ORIGINALLY POSTED 03/01/2016 |
FROM THE FALL 2016 ISSUE
Jessica Elizarraras is a pioneer of sorts. As San Antonio has changed over the past decade, she has been quick to embrace the Alamo City’s progressive food landscape. She’s been the food and nightlife editor at the San Antonio Current since June 2013. It’s a position that didn’t exist before the Brownsville native became the first person to fill it. For Elizarraras, it meant she could put her unique stamp on what it means to be a food critic in San Antonio.
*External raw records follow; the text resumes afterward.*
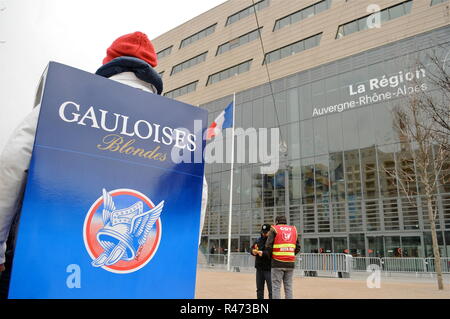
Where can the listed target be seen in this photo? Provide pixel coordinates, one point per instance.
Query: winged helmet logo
(122, 233)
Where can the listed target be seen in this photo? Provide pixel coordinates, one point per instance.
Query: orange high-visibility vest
(284, 243)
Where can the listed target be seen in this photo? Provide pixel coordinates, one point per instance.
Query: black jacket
(269, 248)
(264, 262)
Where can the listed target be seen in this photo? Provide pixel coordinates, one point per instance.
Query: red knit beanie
(134, 44)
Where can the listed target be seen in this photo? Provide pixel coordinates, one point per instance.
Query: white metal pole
(230, 211)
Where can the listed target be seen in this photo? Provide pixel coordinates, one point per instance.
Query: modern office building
(336, 71)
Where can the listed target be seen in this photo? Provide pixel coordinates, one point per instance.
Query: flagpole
(230, 211)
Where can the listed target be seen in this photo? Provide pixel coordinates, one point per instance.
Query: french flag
(223, 121)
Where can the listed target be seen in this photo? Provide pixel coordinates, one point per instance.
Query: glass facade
(334, 182)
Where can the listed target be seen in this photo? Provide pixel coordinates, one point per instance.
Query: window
(387, 14)
(198, 36)
(163, 53)
(247, 11)
(189, 63)
(185, 89)
(293, 48)
(302, 14)
(237, 42)
(227, 73)
(434, 2)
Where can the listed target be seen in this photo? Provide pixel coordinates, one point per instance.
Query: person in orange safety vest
(282, 245)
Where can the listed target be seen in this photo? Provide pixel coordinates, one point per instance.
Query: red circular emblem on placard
(126, 222)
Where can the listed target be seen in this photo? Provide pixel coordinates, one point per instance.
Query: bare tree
(422, 123)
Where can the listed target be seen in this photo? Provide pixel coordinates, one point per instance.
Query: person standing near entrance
(262, 264)
(282, 245)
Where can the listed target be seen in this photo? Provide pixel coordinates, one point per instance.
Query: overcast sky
(76, 33)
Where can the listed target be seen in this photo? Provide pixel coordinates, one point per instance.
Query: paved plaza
(219, 284)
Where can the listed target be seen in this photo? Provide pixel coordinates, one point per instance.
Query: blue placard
(110, 210)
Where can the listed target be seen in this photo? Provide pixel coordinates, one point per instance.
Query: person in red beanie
(129, 60)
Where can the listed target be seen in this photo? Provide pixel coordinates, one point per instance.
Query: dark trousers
(263, 276)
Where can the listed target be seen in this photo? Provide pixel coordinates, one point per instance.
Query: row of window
(434, 2)
(302, 14)
(229, 72)
(185, 89)
(247, 11)
(286, 51)
(275, 55)
(293, 48)
(387, 14)
(165, 52)
(189, 63)
(237, 42)
(198, 36)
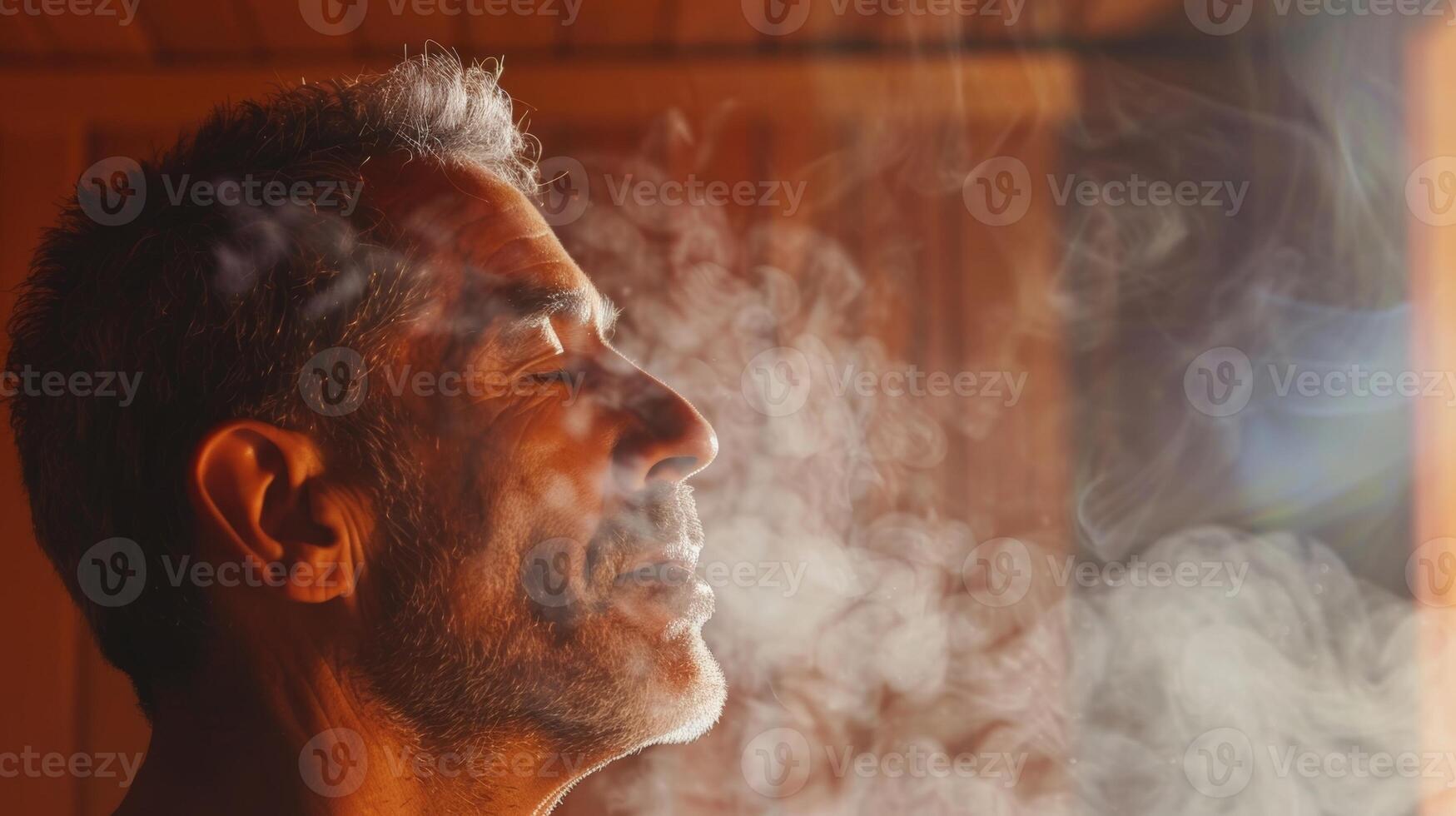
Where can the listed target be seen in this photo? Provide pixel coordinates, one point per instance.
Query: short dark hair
(217, 309)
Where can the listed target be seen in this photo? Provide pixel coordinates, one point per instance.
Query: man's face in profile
(539, 585)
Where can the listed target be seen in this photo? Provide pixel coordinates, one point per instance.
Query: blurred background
(967, 188)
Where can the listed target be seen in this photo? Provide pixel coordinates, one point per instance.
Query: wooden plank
(190, 29)
(495, 35)
(618, 91)
(1432, 128)
(639, 23)
(28, 38)
(330, 29)
(117, 34)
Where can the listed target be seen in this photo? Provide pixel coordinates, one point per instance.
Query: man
(388, 526)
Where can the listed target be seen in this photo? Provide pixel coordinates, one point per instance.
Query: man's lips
(668, 573)
(667, 576)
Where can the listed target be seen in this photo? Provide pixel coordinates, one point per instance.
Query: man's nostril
(673, 470)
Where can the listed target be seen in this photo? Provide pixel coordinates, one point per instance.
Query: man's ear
(266, 505)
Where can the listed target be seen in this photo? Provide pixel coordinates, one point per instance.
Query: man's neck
(301, 740)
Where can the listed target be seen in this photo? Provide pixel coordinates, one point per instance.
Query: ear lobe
(266, 505)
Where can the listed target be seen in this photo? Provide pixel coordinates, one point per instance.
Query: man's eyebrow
(529, 305)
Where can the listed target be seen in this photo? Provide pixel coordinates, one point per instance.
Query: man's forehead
(504, 260)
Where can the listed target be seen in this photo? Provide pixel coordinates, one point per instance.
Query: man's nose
(666, 440)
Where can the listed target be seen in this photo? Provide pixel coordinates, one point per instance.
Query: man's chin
(698, 703)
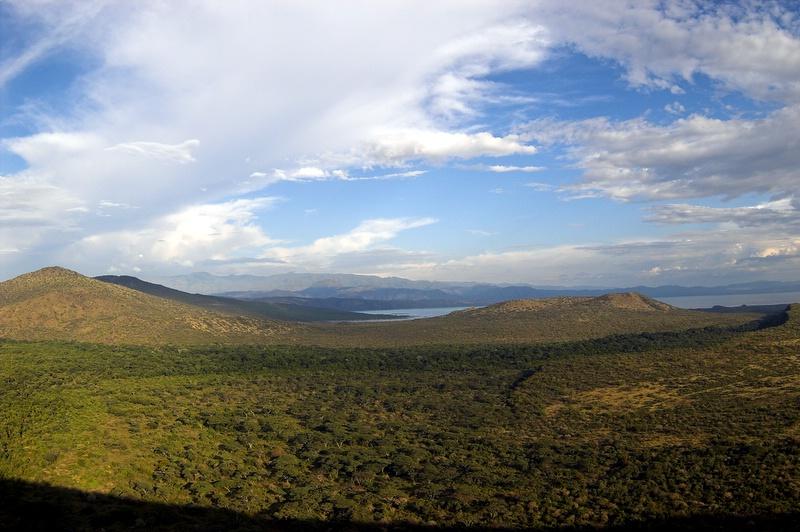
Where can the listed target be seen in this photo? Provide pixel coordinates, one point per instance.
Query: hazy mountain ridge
(58, 304)
(426, 293)
(261, 309)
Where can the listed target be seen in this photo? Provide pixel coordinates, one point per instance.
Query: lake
(416, 313)
(731, 300)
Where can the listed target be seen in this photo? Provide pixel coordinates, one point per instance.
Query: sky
(603, 143)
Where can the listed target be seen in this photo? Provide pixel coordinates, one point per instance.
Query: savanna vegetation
(622, 430)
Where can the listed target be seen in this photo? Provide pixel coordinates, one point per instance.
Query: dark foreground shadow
(38, 507)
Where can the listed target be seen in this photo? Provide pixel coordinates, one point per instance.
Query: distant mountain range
(368, 292)
(58, 304)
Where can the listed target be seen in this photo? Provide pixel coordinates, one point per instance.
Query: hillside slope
(59, 304)
(527, 321)
(227, 305)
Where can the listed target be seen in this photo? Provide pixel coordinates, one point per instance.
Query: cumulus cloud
(401, 146)
(194, 234)
(748, 47)
(711, 257)
(781, 213)
(691, 158)
(508, 169)
(269, 105)
(363, 237)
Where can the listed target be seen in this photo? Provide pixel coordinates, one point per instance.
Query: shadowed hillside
(527, 320)
(29, 506)
(690, 430)
(59, 304)
(226, 305)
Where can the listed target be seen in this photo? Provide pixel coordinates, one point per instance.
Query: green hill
(690, 430)
(58, 304)
(227, 305)
(527, 321)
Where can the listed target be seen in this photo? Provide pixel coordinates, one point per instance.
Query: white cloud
(194, 234)
(690, 158)
(782, 214)
(177, 153)
(366, 236)
(507, 169)
(675, 108)
(401, 146)
(748, 47)
(541, 187)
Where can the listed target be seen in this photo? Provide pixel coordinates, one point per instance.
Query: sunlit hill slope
(56, 303)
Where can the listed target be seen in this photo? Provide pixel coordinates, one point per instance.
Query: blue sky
(607, 144)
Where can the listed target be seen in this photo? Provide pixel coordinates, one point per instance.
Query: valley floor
(699, 426)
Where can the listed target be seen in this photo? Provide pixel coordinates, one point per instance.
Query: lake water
(415, 313)
(732, 300)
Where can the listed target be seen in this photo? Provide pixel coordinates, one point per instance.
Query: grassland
(626, 429)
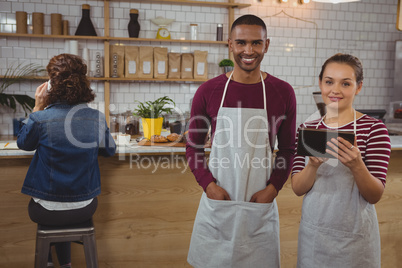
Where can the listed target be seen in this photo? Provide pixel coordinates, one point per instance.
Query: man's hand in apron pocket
(266, 195)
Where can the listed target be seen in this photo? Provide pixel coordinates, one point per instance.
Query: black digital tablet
(313, 142)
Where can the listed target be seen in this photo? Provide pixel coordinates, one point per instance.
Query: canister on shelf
(193, 31)
(65, 27)
(219, 32)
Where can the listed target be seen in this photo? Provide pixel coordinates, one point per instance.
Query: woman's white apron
(338, 228)
(238, 233)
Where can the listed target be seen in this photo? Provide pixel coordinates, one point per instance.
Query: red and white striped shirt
(372, 139)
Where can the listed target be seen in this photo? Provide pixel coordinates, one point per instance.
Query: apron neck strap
(227, 84)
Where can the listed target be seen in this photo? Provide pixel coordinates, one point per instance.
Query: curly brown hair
(68, 80)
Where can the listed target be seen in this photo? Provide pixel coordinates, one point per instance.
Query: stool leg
(41, 252)
(91, 254)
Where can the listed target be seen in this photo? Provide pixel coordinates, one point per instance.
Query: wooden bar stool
(83, 233)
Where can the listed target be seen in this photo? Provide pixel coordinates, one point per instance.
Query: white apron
(238, 233)
(338, 228)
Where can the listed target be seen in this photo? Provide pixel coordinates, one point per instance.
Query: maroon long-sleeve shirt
(281, 112)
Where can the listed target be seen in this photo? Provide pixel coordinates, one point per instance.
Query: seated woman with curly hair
(63, 178)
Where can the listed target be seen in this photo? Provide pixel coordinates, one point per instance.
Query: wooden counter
(145, 216)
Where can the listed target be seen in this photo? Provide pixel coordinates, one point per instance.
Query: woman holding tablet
(339, 226)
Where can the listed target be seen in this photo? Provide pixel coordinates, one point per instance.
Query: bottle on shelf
(85, 27)
(133, 25)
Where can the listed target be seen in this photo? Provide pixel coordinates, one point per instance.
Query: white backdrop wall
(302, 37)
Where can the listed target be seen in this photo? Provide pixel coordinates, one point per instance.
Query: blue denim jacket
(67, 140)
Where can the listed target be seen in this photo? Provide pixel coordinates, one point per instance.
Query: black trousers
(40, 215)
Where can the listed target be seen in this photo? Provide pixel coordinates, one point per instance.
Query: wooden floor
(145, 218)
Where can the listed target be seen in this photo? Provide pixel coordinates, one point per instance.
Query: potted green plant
(227, 65)
(150, 112)
(16, 75)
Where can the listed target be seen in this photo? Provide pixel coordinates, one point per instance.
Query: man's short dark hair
(249, 19)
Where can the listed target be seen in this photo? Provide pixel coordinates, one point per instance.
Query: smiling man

Before becoming the city’s authority on cuisine, Elizarraras worked at the San Antonio Express-News, starting as an intern in 2008 and filling various positions over the next four years, including writing for the paper’s food section. Her insight on food, though, began after college when she decided to start a blog as a way to document her journey into balancing her health while still eating out and cooking more at home. “That had me taking my own photos, trying recipes, going out to eat, and talking about it,” says Elizarraras. “And that’s how I was brought on board with the food section at the Express-News. I was familiar with the growing scene.”
Food in San Antonio has become a major part of the fabric of the ever-evolving city. The Current has become the place many residents turn to for the latest and greatest in food. “San Antonio is in this really great moment where things are changing fast, and there’s got to be some authority behind it,” she says. “I’m in the scene day in and day out. I’m always at restaurants. I’m always at bars. I’m talking about what’s new on the menu. I’m talking about what new ingredients they’re using.”
Elizarraras’ career in journalism began her second semester at UTSA when she joined The Paisano student newspaper. She stayed there for 4½ years, making her way up to editor in chief. “My time at The Paisano was really fun, and now that I work at the Current, it’s the same kind of thing,” she says. “It’s a small office, we shoot our own photos sometimes, and we deal with a lot of freelancers who don’t turn stuff in. And that’s kind of what you do when you’re at a student paper.”
After a short stint as one of two senior editors at the Current who filled in for the editor in chief, Elizarraras is back to finding delicious drinks and food and telling her readers about it. And she says she has no plans on going anywhere because she wants to grow with the Alamo City.